Salts can be generated by any cryptographically secure pseudo-random number generator. It’s not a secret like the password, it’s just there to ensure that two identical secret passwords don’t result in the same hash, so it can be stored in plain text in the database alongside the username and password hash.


Thanks Mark x 2 – a clear explanation of why a) a salt need not be encrypted and b) why they’re used. Quite a clever solution to ensuring that two ‘base’ passwords don’t result in the same hash. I’m presuming this then negates the use of rainbow tables to find passwords: is that true?


Yes – you need one rainbow table *per salt*, so the rainbow table is a complete waste of time and space given that you can’t use it again.


What would be the final ideal solution to prevent problems like these (some old server/applications on the internet not keep up with security standards ?) . Could browsers (through some means) play any role in ensuring the application/server the user is trying to speak to uses a secure hash function (ofcourse, with salt) to store passwords .

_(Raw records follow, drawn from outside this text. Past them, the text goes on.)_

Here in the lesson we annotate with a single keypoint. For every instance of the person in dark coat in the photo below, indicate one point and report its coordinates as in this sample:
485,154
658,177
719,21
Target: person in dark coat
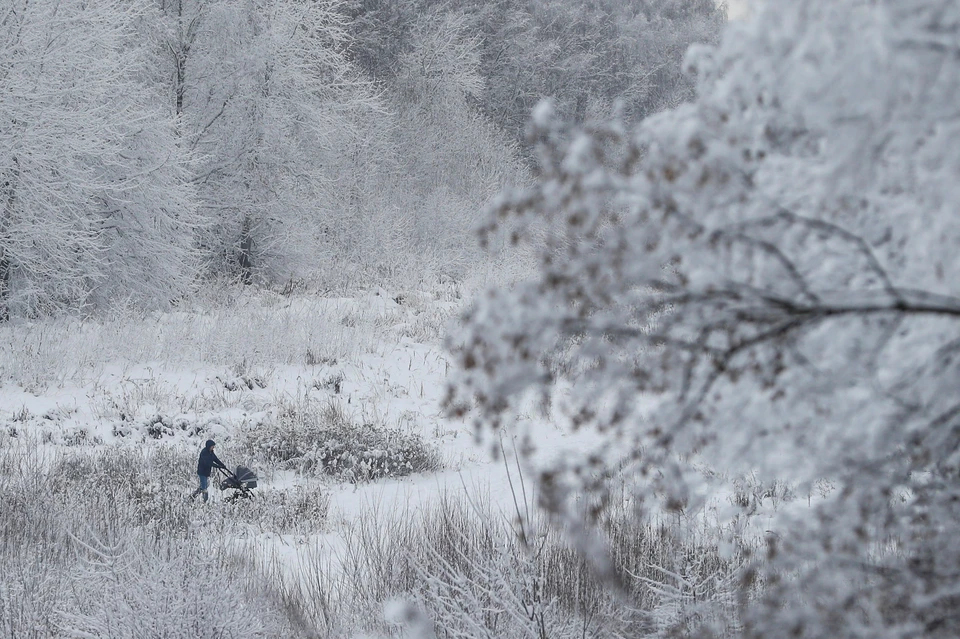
207,462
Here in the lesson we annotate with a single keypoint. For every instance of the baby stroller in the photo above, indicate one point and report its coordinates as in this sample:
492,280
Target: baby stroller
240,483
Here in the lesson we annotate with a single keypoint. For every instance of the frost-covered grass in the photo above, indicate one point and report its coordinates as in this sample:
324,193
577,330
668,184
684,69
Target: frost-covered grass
317,437
469,570
334,403
244,332
103,544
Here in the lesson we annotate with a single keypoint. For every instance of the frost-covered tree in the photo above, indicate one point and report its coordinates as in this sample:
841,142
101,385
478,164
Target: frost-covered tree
265,98
763,279
91,193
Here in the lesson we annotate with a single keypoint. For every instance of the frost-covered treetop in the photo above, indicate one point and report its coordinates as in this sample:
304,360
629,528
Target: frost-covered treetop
773,268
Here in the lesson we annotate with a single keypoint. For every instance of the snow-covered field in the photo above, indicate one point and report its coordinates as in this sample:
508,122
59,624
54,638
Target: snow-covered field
336,405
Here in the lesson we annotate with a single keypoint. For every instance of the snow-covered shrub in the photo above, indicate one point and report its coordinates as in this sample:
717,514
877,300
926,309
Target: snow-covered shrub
98,543
476,572
318,438
762,279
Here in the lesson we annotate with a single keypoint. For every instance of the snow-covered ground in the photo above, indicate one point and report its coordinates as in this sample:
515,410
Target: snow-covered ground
171,381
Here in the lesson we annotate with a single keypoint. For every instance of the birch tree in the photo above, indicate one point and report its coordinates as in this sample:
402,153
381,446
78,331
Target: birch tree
83,199
763,279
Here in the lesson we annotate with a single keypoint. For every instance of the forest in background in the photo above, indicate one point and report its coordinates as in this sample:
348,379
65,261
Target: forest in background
148,148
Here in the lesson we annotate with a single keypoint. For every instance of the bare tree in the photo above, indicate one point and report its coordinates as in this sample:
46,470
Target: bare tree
89,175
762,279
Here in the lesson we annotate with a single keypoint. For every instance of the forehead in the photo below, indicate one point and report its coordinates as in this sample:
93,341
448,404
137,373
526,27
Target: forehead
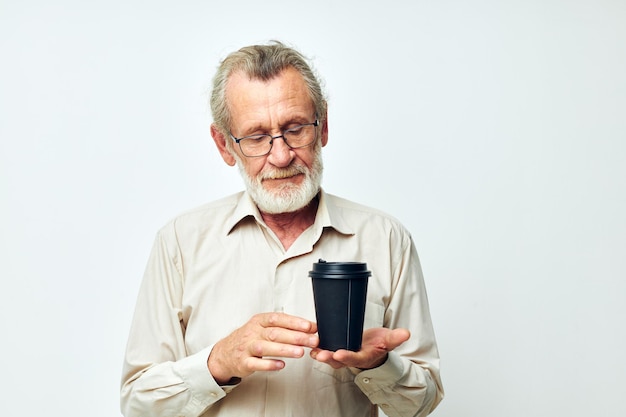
276,99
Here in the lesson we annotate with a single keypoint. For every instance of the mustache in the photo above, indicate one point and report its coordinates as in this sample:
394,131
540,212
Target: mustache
276,174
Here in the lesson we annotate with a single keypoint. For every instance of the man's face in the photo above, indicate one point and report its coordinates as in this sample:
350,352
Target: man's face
286,179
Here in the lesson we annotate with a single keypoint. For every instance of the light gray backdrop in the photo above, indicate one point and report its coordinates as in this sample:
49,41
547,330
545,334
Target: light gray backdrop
495,130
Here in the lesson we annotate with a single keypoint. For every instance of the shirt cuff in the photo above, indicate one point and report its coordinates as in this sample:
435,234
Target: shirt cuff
388,373
194,371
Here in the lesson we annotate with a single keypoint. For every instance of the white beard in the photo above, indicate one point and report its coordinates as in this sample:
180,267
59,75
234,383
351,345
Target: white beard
290,197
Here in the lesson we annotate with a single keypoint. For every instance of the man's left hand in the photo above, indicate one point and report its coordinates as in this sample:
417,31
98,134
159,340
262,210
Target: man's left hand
373,353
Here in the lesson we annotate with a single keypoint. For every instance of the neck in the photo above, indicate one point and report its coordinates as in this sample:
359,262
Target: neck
288,226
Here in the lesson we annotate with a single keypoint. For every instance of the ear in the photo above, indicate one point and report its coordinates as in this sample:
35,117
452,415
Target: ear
220,142
325,130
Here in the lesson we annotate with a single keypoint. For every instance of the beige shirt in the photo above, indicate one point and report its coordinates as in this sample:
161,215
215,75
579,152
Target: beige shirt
213,268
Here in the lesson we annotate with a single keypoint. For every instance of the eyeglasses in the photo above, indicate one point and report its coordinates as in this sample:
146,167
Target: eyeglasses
295,137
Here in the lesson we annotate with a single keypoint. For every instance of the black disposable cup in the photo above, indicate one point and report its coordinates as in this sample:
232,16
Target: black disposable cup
340,292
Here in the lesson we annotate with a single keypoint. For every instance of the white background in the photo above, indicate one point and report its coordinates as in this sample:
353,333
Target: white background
494,130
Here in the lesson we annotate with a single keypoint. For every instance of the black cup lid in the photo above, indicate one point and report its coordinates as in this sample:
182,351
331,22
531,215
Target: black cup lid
352,269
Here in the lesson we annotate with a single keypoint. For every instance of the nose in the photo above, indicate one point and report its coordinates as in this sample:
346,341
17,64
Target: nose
281,154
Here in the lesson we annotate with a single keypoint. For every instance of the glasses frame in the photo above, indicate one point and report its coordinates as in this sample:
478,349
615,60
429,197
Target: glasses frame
315,124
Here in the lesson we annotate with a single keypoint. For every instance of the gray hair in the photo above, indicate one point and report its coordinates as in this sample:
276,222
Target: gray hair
262,62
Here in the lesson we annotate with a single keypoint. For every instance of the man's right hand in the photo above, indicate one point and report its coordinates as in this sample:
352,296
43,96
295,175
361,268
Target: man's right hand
246,350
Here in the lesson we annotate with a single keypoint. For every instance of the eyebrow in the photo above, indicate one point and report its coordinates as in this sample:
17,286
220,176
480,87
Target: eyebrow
295,121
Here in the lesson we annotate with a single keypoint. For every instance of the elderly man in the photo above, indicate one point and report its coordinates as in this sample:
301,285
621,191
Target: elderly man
224,322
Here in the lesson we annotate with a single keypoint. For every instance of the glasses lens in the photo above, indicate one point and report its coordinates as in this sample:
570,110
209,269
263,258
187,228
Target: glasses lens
300,136
256,145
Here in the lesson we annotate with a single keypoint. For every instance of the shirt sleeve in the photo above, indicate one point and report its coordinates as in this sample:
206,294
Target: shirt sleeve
408,383
159,377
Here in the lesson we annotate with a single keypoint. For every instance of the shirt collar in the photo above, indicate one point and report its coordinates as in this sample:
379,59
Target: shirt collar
328,213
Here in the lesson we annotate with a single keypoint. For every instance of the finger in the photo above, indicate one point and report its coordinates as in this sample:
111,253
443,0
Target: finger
286,321
326,357
396,337
253,364
262,348
291,337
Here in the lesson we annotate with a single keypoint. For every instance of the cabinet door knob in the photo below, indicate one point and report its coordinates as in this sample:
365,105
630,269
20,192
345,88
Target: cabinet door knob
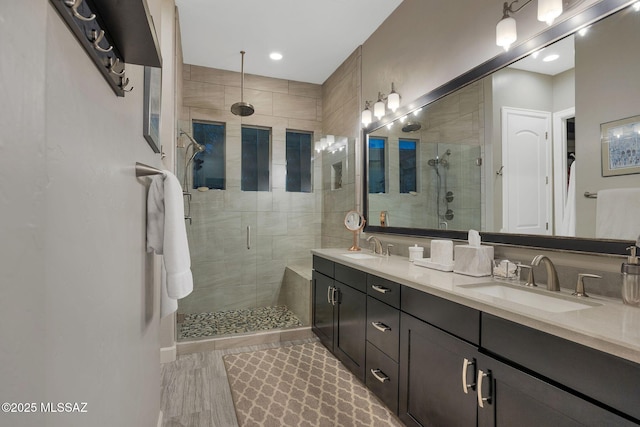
465,369
481,400
380,376
380,326
380,289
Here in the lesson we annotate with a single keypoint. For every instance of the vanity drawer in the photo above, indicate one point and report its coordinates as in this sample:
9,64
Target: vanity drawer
323,266
601,376
383,327
350,276
384,290
457,319
382,377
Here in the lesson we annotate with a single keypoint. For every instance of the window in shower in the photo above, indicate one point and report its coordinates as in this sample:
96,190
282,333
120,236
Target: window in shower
298,153
407,154
377,168
208,166
256,155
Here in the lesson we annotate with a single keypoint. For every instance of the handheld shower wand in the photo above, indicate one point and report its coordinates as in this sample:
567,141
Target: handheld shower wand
197,148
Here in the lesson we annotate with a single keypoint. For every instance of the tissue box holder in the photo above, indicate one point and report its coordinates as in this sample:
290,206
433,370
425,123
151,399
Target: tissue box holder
474,261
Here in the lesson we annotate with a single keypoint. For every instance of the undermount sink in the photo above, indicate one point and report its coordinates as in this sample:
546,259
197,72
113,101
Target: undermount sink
530,297
360,256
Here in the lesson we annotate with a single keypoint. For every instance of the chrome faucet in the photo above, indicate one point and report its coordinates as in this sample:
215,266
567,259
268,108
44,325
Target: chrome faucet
553,284
377,249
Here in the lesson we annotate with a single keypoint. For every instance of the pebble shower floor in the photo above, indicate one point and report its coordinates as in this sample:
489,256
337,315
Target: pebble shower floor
227,322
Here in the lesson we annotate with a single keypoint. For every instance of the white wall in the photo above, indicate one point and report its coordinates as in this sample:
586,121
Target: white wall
79,295
23,181
413,48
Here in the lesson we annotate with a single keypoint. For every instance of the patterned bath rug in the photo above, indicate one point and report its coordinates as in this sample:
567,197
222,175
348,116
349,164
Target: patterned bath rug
300,386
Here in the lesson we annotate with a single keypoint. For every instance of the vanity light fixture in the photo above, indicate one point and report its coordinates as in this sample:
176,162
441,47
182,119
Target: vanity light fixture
366,115
506,33
379,108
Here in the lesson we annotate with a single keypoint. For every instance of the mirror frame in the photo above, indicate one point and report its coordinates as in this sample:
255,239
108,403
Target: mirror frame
587,17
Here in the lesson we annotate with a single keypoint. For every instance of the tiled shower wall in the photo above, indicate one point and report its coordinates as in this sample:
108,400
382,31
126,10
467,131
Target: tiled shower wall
455,123
341,116
284,226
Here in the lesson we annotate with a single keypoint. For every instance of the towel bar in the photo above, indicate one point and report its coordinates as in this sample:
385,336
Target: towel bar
146,170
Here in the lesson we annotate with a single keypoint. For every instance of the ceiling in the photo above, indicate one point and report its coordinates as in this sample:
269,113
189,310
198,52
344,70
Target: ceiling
314,37
565,61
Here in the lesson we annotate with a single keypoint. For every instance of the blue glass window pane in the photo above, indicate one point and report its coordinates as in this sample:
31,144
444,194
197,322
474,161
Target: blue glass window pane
298,154
408,165
208,166
255,159
377,178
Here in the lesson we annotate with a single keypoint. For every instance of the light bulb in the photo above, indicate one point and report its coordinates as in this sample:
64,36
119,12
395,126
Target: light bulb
393,100
378,107
549,10
506,32
366,116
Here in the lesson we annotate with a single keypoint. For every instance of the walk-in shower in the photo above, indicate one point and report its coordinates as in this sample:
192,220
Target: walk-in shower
440,166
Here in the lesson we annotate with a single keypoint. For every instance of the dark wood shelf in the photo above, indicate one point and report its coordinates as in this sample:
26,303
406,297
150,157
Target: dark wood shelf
132,30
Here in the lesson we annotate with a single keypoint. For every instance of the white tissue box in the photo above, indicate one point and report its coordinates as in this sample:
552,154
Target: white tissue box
442,252
474,261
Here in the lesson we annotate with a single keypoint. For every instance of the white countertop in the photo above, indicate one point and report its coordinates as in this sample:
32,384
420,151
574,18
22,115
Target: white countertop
611,327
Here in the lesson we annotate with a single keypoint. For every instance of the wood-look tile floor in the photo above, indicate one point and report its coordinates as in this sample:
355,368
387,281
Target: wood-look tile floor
195,388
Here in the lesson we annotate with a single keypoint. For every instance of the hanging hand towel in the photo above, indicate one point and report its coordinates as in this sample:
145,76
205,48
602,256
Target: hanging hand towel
167,235
617,214
568,226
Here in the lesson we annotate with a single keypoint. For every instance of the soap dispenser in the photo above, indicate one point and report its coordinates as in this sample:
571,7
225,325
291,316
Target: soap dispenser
631,277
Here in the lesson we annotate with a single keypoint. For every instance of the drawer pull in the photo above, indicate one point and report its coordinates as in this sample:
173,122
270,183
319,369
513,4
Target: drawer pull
380,376
481,399
465,369
380,326
380,289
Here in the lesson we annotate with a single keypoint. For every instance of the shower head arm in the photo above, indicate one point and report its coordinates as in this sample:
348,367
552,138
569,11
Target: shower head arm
199,147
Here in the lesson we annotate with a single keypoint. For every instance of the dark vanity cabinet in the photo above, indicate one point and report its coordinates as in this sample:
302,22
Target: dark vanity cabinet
437,368
455,372
383,339
548,366
435,362
339,312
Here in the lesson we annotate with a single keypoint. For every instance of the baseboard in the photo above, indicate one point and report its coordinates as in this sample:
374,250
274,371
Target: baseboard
168,354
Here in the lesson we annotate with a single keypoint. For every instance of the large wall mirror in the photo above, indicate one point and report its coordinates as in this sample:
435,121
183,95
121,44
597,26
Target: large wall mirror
496,148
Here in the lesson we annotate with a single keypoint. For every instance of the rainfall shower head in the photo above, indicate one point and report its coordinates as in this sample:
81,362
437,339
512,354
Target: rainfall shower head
411,127
242,108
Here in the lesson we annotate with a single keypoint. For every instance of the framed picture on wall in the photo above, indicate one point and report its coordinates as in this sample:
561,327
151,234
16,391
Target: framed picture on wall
621,146
152,92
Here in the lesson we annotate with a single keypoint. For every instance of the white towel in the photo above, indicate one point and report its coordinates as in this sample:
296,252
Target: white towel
568,226
167,236
617,214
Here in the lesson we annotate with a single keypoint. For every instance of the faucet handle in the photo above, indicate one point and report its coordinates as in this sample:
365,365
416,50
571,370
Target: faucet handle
580,292
389,246
530,279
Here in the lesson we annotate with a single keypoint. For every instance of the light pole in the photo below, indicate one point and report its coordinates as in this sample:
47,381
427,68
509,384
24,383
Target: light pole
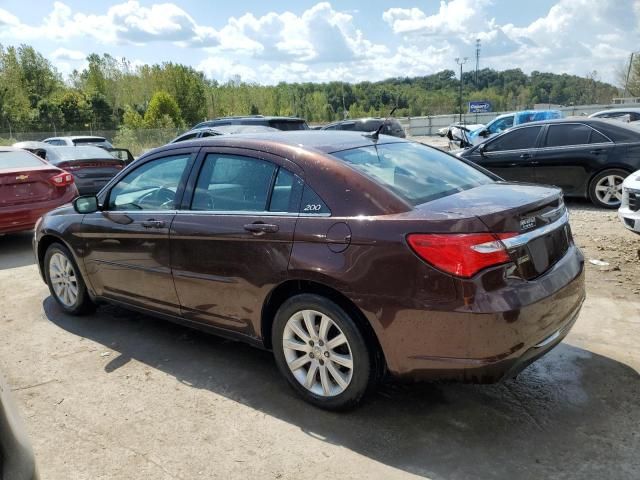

There is no mechanism for browsers to do that, and even if they could they would still be left trusting some kind of response generated by the server that amounts to “yeah, sure, we’re hashing properly”. If you want to know how that would turn out, take a look at the Do Not Track debacle.

The fundamental problem is that with passwords you have to share a secret with a server and trust it to look after that secret for you. You cannot force the admins to do it well, can’t see if they’re doing it well, and can’t see if they’re keeping up. Even if a site is doing it ‘right’ by using bcrypt, for example, it needs to keep doing it right by ratcheting up the iterations, year-on-year, to match improvements in computing power per dollar.

The ultimate solution is WebAuthn/FIDO2, which uses public key cryptography for authentication and does not require the web server to store a password or any other secrets. If a site is breached the crook gets your public key, which is of no value at all.